We have about ten self-published digital SKUs planned to ship in 2009 across three or four platforms. Worms XBLA was a terrific start, and we have learned a lot about content offering, content feature set and what makes a quality digital offering since then.

Do you think this multiplication of hardware and software platforms in recent years has offered a lifeline to studios that might otherwise have been choked off by publisher and developer consolidation?

I think perhaps to studios like ourselves who own IP – there are only a few – then yes it has, although I think in recent times we owed more to the likes of the PSP and DS, which came at a very useful time to ‘bridge’ the last transition. Not all developers have managed to self-publish, and that’s the key really.

However, it isn’t quite as easy as that, you have to have the experience and resource-bandwidth to manage publishing and all that it entails. It’s not a case of mastering a game and shipping it live – we were lucky enough to have a lot of experience from our formative years and excellent platform-holder relationships to make the most of the opportunities.

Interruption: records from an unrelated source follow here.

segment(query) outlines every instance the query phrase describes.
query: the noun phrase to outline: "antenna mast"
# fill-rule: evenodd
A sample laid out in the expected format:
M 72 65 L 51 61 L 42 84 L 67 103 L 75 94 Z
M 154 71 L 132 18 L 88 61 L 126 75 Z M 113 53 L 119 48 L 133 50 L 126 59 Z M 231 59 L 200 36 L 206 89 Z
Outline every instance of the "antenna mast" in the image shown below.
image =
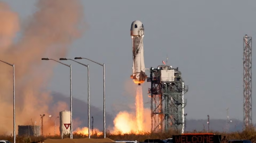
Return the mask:
M 243 38 L 244 125 L 252 123 L 252 37 L 245 35 Z

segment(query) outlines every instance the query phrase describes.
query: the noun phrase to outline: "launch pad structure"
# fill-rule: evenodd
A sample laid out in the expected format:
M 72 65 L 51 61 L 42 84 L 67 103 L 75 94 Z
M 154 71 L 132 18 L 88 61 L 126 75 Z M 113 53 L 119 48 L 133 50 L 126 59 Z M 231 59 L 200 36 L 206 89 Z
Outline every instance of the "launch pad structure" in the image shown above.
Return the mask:
M 149 96 L 151 98 L 151 132 L 167 131 L 170 129 L 184 133 L 185 127 L 184 108 L 187 100 L 184 95 L 188 91 L 184 85 L 178 68 L 170 65 L 151 68 Z

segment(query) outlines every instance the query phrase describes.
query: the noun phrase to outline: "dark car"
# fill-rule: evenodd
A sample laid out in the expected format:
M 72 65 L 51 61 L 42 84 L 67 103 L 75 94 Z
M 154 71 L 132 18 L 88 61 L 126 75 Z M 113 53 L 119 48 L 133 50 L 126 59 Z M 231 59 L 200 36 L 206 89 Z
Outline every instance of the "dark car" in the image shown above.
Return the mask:
M 247 140 L 233 139 L 228 140 L 227 142 L 228 143 L 252 143 L 251 140 Z

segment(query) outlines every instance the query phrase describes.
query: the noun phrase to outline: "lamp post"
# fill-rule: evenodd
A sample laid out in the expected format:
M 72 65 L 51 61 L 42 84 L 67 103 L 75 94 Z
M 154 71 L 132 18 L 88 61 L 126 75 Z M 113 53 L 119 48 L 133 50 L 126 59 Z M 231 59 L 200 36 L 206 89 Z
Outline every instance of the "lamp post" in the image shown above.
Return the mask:
M 44 117 L 45 116 L 45 114 L 43 114 L 42 115 L 41 115 L 41 114 L 40 114 L 40 116 L 41 117 L 41 126 L 42 126 L 42 127 L 41 127 L 41 132 L 42 132 L 42 135 L 44 136 L 44 130 L 43 130 L 43 127 L 44 127 L 44 126 L 43 124 L 43 119 L 44 118 Z
M 52 60 L 56 62 L 58 62 L 60 64 L 61 64 L 63 65 L 65 65 L 69 67 L 70 69 L 70 138 L 73 138 L 73 124 L 72 120 L 72 70 L 71 70 L 71 65 L 68 65 L 66 64 L 63 63 L 62 62 L 58 61 L 52 58 L 42 58 L 42 60 Z
M 14 64 L 11 64 L 8 62 L 0 60 L 0 62 L 7 64 L 12 66 L 13 75 L 13 143 L 16 143 L 16 131 L 15 125 L 15 76 L 14 73 Z
M 60 117 L 57 116 L 56 118 L 55 118 L 55 119 L 54 120 L 54 134 L 56 135 L 56 119 L 57 119 L 57 118 L 60 118 Z
M 77 61 L 76 61 L 74 60 L 71 59 L 70 58 L 60 58 L 60 60 L 70 60 L 73 61 L 79 64 L 80 65 L 82 65 L 84 66 L 85 66 L 87 67 L 87 69 L 88 70 L 88 137 L 90 138 L 90 70 L 89 70 L 89 65 L 85 65 L 83 63 L 81 63 L 80 62 L 78 62 Z
M 90 61 L 93 62 L 94 63 L 101 65 L 103 67 L 103 123 L 104 125 L 104 138 L 106 138 L 106 98 L 105 96 L 105 64 L 101 64 L 92 60 L 86 58 L 81 57 L 76 57 L 75 60 L 77 59 L 86 59 Z

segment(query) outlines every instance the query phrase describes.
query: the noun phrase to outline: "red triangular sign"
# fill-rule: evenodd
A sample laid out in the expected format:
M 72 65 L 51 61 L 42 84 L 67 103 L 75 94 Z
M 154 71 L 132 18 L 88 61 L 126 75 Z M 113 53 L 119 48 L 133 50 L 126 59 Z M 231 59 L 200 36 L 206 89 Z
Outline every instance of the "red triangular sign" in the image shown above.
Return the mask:
M 64 124 L 64 126 L 65 126 L 66 129 L 67 130 L 68 129 L 68 127 L 69 127 L 69 126 L 70 126 L 70 124 Z

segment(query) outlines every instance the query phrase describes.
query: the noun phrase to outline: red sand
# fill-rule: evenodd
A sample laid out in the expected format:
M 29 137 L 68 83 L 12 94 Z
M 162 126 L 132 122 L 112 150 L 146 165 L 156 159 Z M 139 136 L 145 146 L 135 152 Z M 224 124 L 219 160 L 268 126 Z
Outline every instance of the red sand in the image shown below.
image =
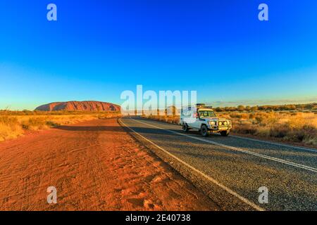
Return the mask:
M 0 143 L 1 210 L 216 210 L 116 119 Z M 56 205 L 46 188 L 57 188 Z

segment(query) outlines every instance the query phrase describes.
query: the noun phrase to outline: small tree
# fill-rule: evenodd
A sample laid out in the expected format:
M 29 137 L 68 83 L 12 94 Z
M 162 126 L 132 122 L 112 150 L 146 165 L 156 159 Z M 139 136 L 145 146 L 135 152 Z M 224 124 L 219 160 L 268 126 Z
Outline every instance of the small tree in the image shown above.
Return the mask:
M 244 111 L 245 107 L 243 105 L 238 105 L 238 107 L 237 108 L 237 110 L 240 112 L 243 112 Z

After many years championing independent development, what do you put Team17’s successful survival down to? Other studios have made decent games, after all, so perhaps it’s what you haven’t done – mistakes not made?

Survival is down to a few core things, I think:
Retention of our IP, which was helped by establishing a lot of it in our early days, publishing it ourselves, and always hanging on to it. Being honest, open and fair with people and partners where we can. It’s a tiny industry and generally speaking most people have reasonable things to say of us.

Being fun to work with is important too – being passionate about what we do and how we do it. We have people with care and pride in their work. And making the odd decent game helps! We got off to a very impressive start in 1991 and in some ways could never hope to keep that hit rate up.

As for mistakes, we’ve made many, but that’s what’s perhaps helped us survive. Not making the same mistake twice is key.

Will Team17 be an indie forever?

Personally, I’d love to be an independent forever, and I imagine that’d suit the rest of the industry who’d probably worry about working with me! However, it’s not just my personal decision, there’s a board at Team17 and business is business so you can never rule it out, especially in this industry.

I imagine that a year or two of forging ahead in the digital space may make us more of a target, since we’ve really been operating under the radar for a while. For now, it’s just a case of keeping our heads down and making sure our titles are what we and our partners want them to be.